Robert Polidori, Salles d’Afrique, Portrait of Louis XVI by Callet #2, Chateau de Versailles, 2007. Color photograph. Faulconer Gallery, Grinnell College Art Collection.
Here’s a great way to beat the February blahs in Iowa – go to the fabulous Robert Polidori exhibit at Grinnell College’s Faulconer Gallery. We went yesterday and were bowled over by Polidori’s painting-like photographs of interiors of places as different as post-Chernobyl Ukraine, post-Katrina New Orleans and post-nothing Versailles. This is the second exhibit we’ve gone to at Faulconer Gallery and yet again, we walked away very impressed (and a little concerned that yet again we were the only people in the gallery on a very quiet Saturday afternoon on campus.)
We had an outstanding dinner at Prairie Canary, the new restaurant opened by Carly Groben (who made a name for herself in Des Moines with the restaurant Proof.) The service was a little spotty but the food and ambiance was great. I only wish it was a little closer to Des Moines (it’s about an hour away.) We were glad to see the place was packed – at 6 p.m. on a Saturday night.
Located in a glass-fronted shop along Grinnell’s tidy Main Street, Prairie Canary looks distinctly contemporary with its plain exterior and tidy graphics, compared to the old brick facades of its neighbors (and the cool old movie theater The Strand, with its original arcade) but in a clean not garish way.
The interior is minimalist, with a long wood floor, pine wood tables, white designer chairs, neutral colored, bare walls – but it feels warmer, less spare than Proof, in part due to the huge old wood antique bar at the back with a big mirror that looks a bit Parisian.
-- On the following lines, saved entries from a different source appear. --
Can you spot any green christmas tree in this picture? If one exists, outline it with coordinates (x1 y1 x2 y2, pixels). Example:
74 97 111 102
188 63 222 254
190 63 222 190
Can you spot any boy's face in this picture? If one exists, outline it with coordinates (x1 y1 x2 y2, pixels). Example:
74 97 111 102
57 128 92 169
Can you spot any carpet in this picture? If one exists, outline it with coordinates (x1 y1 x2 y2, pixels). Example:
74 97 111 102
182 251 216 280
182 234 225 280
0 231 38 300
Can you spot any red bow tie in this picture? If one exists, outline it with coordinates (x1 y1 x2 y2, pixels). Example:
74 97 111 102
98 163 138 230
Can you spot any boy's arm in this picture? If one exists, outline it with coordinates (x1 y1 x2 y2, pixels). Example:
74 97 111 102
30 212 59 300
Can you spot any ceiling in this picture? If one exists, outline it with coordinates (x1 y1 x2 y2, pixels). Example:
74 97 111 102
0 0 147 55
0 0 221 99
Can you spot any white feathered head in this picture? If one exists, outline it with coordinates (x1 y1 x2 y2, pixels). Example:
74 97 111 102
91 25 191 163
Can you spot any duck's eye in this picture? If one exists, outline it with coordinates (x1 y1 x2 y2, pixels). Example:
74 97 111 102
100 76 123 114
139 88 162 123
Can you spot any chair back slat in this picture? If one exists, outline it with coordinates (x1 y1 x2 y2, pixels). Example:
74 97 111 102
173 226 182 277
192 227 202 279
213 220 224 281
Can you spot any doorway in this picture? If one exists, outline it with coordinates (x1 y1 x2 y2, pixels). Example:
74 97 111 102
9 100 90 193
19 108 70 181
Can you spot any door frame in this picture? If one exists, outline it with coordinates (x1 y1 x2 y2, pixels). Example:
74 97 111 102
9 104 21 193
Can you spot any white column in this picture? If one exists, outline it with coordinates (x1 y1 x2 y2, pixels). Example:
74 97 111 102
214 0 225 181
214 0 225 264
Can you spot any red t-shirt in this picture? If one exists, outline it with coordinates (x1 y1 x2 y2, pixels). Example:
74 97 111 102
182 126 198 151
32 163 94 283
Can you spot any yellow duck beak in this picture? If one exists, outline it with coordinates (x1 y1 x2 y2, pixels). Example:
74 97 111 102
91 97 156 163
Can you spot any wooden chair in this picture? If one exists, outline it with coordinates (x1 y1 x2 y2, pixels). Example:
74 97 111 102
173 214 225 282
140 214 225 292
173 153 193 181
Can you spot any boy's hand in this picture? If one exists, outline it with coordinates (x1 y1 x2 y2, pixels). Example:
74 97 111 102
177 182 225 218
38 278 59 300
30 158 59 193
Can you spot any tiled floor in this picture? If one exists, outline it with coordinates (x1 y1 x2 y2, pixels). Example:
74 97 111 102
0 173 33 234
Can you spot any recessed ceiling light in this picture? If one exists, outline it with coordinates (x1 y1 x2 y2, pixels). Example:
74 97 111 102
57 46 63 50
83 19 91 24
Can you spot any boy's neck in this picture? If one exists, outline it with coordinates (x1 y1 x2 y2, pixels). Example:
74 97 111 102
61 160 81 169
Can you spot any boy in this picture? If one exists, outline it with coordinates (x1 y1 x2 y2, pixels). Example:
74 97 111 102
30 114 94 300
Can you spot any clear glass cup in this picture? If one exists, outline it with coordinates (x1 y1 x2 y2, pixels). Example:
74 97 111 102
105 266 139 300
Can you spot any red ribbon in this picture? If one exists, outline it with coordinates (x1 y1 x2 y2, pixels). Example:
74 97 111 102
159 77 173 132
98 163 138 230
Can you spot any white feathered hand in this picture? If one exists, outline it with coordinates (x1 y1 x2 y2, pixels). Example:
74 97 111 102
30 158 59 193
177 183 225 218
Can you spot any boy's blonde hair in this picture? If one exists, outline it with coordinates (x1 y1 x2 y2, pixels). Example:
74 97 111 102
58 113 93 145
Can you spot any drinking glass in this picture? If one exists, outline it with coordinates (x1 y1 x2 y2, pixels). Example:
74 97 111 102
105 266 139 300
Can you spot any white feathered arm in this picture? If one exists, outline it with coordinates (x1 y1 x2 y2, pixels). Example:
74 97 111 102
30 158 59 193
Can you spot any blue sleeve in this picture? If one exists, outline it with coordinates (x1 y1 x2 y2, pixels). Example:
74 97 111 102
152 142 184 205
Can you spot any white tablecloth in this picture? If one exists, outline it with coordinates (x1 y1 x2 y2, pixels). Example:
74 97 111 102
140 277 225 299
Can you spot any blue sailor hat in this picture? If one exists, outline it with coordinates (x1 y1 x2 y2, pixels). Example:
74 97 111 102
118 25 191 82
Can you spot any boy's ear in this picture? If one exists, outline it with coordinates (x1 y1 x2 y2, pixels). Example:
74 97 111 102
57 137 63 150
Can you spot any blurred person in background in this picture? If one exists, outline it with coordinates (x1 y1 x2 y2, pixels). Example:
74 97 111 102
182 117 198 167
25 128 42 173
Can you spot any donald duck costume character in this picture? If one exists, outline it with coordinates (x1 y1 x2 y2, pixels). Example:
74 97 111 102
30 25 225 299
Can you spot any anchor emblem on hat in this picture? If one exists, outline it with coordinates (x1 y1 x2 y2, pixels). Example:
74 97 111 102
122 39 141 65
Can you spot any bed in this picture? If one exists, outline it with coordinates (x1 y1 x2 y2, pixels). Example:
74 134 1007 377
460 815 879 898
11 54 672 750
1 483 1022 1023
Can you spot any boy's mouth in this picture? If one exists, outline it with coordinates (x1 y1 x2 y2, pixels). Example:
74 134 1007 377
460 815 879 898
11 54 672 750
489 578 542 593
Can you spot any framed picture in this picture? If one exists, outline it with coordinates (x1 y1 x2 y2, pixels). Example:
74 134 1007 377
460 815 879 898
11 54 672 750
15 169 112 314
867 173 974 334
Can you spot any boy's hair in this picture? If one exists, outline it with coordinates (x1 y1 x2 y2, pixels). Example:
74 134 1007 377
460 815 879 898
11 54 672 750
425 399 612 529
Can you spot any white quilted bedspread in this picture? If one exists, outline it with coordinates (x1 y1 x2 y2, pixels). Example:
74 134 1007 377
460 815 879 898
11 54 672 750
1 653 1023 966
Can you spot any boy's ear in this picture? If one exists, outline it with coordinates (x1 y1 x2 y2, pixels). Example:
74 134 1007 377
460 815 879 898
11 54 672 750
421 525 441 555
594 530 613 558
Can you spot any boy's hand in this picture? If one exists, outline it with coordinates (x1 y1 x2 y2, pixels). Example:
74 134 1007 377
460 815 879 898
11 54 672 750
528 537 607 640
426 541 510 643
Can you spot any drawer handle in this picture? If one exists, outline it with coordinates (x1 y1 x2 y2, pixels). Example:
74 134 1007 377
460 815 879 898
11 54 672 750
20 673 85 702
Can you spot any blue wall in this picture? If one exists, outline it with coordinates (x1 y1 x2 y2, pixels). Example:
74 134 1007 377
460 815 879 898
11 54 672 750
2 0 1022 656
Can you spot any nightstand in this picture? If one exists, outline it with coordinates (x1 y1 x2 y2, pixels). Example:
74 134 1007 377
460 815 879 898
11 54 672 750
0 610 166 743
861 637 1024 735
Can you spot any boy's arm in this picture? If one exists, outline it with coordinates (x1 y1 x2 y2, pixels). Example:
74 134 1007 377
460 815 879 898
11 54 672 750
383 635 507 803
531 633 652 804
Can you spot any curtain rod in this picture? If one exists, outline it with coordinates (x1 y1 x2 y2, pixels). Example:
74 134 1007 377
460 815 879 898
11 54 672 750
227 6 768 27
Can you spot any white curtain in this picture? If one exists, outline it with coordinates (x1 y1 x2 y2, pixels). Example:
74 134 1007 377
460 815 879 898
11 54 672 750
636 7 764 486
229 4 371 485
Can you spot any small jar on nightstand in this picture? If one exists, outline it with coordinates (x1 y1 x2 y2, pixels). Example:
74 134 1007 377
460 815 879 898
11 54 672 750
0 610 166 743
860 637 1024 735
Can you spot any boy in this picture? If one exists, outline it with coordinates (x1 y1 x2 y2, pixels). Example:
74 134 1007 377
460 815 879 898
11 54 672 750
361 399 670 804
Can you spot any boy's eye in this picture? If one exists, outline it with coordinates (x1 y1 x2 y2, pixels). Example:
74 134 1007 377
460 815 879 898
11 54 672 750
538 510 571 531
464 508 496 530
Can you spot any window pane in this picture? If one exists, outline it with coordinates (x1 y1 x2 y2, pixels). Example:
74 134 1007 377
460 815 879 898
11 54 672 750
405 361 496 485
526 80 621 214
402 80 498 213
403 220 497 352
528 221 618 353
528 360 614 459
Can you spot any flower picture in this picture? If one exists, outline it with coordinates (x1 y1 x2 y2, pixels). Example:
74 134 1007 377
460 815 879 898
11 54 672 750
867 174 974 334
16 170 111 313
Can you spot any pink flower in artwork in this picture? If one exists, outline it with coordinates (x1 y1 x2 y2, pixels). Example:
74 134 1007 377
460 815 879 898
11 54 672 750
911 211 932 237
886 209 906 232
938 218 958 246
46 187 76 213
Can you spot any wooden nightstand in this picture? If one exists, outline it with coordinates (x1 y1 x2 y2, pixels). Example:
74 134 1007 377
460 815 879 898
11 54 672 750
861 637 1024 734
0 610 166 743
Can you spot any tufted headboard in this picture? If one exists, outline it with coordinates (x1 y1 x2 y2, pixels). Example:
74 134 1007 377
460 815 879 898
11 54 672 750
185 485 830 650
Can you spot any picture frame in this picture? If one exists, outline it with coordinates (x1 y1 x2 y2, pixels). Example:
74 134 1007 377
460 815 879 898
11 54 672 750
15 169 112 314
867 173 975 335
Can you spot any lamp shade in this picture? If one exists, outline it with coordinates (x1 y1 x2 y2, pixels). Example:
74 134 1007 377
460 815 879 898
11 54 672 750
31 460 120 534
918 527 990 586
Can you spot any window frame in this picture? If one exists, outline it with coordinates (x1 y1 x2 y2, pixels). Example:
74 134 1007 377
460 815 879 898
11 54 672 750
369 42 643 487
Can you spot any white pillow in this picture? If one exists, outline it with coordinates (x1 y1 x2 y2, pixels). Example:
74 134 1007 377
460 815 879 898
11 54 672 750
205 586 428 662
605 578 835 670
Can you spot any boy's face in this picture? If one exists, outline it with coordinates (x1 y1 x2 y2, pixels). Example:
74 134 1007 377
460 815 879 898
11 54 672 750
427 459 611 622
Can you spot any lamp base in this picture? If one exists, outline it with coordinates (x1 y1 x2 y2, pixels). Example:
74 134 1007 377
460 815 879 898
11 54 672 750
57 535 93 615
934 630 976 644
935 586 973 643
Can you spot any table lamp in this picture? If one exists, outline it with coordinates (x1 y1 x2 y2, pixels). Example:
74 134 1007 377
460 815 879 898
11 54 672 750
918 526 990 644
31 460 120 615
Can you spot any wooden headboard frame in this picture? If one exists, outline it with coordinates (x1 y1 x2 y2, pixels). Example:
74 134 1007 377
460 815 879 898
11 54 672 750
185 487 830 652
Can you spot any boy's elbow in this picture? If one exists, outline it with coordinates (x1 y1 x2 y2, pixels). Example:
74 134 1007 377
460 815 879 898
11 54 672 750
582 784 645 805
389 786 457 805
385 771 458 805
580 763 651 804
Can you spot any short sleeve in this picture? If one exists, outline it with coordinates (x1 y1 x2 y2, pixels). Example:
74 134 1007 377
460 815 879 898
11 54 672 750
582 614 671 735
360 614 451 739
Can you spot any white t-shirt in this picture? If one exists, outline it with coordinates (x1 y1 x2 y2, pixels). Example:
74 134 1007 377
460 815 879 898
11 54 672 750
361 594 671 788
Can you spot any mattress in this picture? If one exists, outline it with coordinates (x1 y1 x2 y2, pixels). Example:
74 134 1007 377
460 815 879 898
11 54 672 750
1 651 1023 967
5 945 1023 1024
The pottery is by a local purveyor (among several listed on the menu) and is a nice off-white stoneware with a dark rim. Old fashioned glass jam jars are on each table, one with a little candle, another with a pretty well-chosen display of little green non-flowering plants and a narrow long cattail. All very tasteful but not too.
The food was very good – creative but not kooky, presented in an appealing, simple straightforward way. We started with an Asian sampler – a few crispy fried wontons/potstickers with “braised ginger pork and chives” inside, served with a sesame-soy dipping sauce; a very hearty spring roll stuffed with shredded chicken and served with a chili-lime creamy sauce (I didn’t notice the advertised “mango-jalapeno” aspect); two skewers with little chunks of perfectly seared and seasoned medium-rare beef. I had roasted pork tenderloin with tart cherries – which fortunately was not a huge slab of meat but small nice-cooked not-dry meat atop a thin slab of well-seasoned polenta (creamy on the inside, crisp on the outside) and a few pieces of also well-seasoned still-crunchy broccoli. The sauce wasn’t creamy, as advertised, and I was glad. Instead, it was a light sauce – seemed to be made up mostly of the meat’s juices. I’ve never been good at cooking pork (must be my Jewish heritage holding me back..) so I admire those who can – and many in Iowa can.

Carly Groben, owner of the Prairie Canary Restaurant
My husband had a fancier version of a Philly steak sandwich, deliciously salty tender meat with heaps of grilled peppers and onions, melted cheese in a perfect bun, crispy hand-cut fries served with the same chili-lime sauce as the potstickers – again well-seasoned. For dessert, we shared a piece of the Canary Cake – a banana, pineapple cake with cream cheese frosting and candied pecans. We saw no sign of the actual banana or pineapple but they may have been what contributed to the flavor and moistness of what appeared to be and tasted like a cross between spice cake and carrot cake. Delicious. The bar in the basement looked fun too. We will be back!

exterior of Prairie Canary in Grinnell (not the best shot, alas.)